Key Factor #1: Learn the strings attached to the grant
Each grant has specific requirements and prohibitions that will influence what you can and can not do in buying your new apparatus. For example, FEMA rules prohibit using the truck being purchased with the grant as collateral. That means if you need to borrow your share, you’ll need to find another way to borrow the funds and not use the new truck as collateral. In fact, when you read the fine print, FEMA actually considers itself the owner of the vehicle purchased with an AFG grant and even requires you to obtain permission from FEMA to dispose of the truck before you place it out of service.
Some grants require special reporting or auditing which can cost your department money. Regardless, it’s essential to understand that free money is rarely free. The grantee has expectations about the transaction that can cost money and time and potentially affect your operation of the vehicle.
Key Factor #2: Have the entire funding plan in place before you apply
Most grants require some participation from the grantee when obtaining the funds. It’s important to build upon the knowledge of the strings attached and develop a comprehensive plan for your entire purchase. Failure to have a plan in place upfront often leads to very poor financial decisions.
For example, if you are not allowed to use the new truck for collateral and don’t have your share in reserve, you may be forced to borrow funds against another asset, such as your fire station, to pay your small share of the new truck. This means if something dramatically goes wrong, you may lose your station because you received a “free” truck.
The best financial plans involving grants I’ve seen include matching grants. This is where a department has approached outside parties such as local governments or businesses or individuals and exacts a commitment to help pay some or all of the grantee share if the grant is received. Another good plan is to keep some funds in reserve for such a grant share.
Regardless of your plan, it’s important to have a plan before you apply.
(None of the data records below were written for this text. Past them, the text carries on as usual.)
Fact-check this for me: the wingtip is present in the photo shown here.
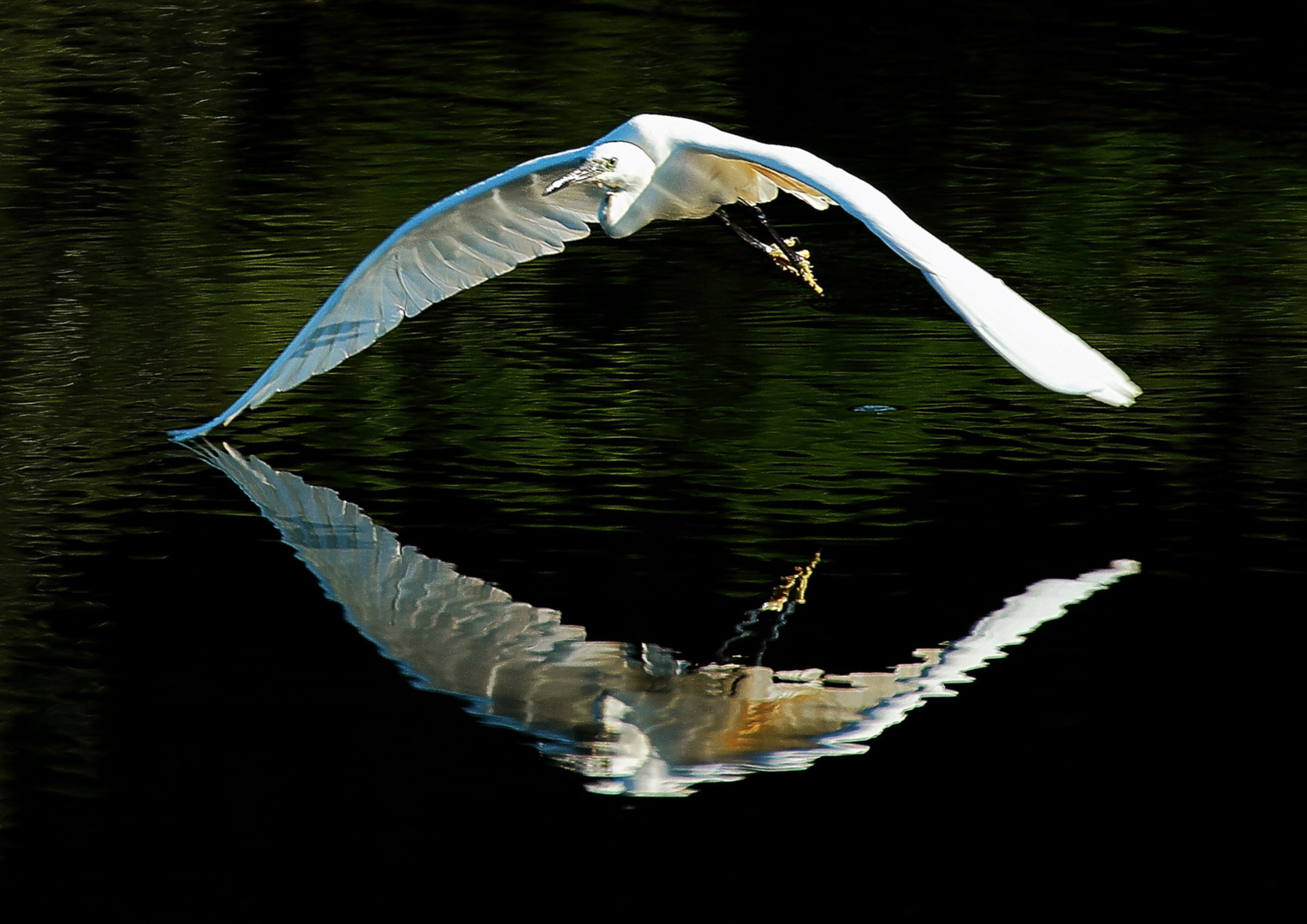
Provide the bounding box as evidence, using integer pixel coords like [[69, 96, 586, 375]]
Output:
[[1084, 376, 1144, 408], [167, 421, 217, 443]]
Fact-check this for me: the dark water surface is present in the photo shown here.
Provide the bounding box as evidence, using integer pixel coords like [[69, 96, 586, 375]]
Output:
[[0, 2, 1307, 909]]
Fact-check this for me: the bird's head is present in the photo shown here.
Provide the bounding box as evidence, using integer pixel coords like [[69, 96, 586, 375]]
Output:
[[545, 141, 654, 196], [544, 141, 656, 236]]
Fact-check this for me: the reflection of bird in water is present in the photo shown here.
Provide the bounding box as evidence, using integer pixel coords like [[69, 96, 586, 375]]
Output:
[[195, 443, 1138, 795], [173, 115, 1140, 439]]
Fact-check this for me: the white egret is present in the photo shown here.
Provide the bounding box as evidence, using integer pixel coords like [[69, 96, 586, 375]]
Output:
[[171, 115, 1140, 441]]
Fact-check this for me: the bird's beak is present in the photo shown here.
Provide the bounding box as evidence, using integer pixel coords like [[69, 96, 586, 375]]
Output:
[[544, 161, 603, 196]]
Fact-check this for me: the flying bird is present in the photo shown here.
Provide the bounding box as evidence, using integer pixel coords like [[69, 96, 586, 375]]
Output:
[[171, 115, 1140, 441]]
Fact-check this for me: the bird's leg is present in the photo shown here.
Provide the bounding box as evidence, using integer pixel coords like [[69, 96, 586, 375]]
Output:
[[712, 205, 822, 295], [712, 205, 775, 253], [745, 203, 822, 295]]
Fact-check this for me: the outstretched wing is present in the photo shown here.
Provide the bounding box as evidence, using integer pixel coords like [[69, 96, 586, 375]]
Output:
[[170, 148, 600, 441], [600, 115, 1141, 406]]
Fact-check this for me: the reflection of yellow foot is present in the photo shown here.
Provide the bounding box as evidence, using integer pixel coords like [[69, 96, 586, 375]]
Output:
[[762, 554, 821, 610], [767, 238, 822, 295]]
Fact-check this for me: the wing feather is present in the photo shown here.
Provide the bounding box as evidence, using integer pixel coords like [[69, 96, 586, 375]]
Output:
[[171, 148, 598, 441], [601, 115, 1141, 406]]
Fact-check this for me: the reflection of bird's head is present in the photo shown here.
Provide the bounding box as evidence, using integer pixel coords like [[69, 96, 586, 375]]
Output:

Otherwise, you may become forced to take some drastic financial measures to get your new apparatus.
Key Factor #3: Planned for the unexpected
A very frequent mistake I see is that departments rarely plan for unexpected events such as significant truck price increases during the grant selection period or for change orders. Another frequent mistake is asking for a grant that is too small because the department thinks they will improve their chances by lowering their request.
I’ve seen many instances where a department will request a grant for their $300,000 price (the price they were ballparked last year) only to find that the truck is now $350,000 this year. So, the department is forced to contribute $80,000 instead of the expected $30,000 (10% share, for example). Or, incurring significant change orders during construction that increases the department’s contribution.
Finally, if you need $350,000 for the truck, apply for a grant that will buy a $350,000 truck. By shortchanging the request, the department will increase its other funding needs.
Grants are an effective way to acquire new fire apparatus. However, grants are not free money and they are rarely simple. It’s important to use grant funding as part of a comprehensive plan to get the new apparatus you need.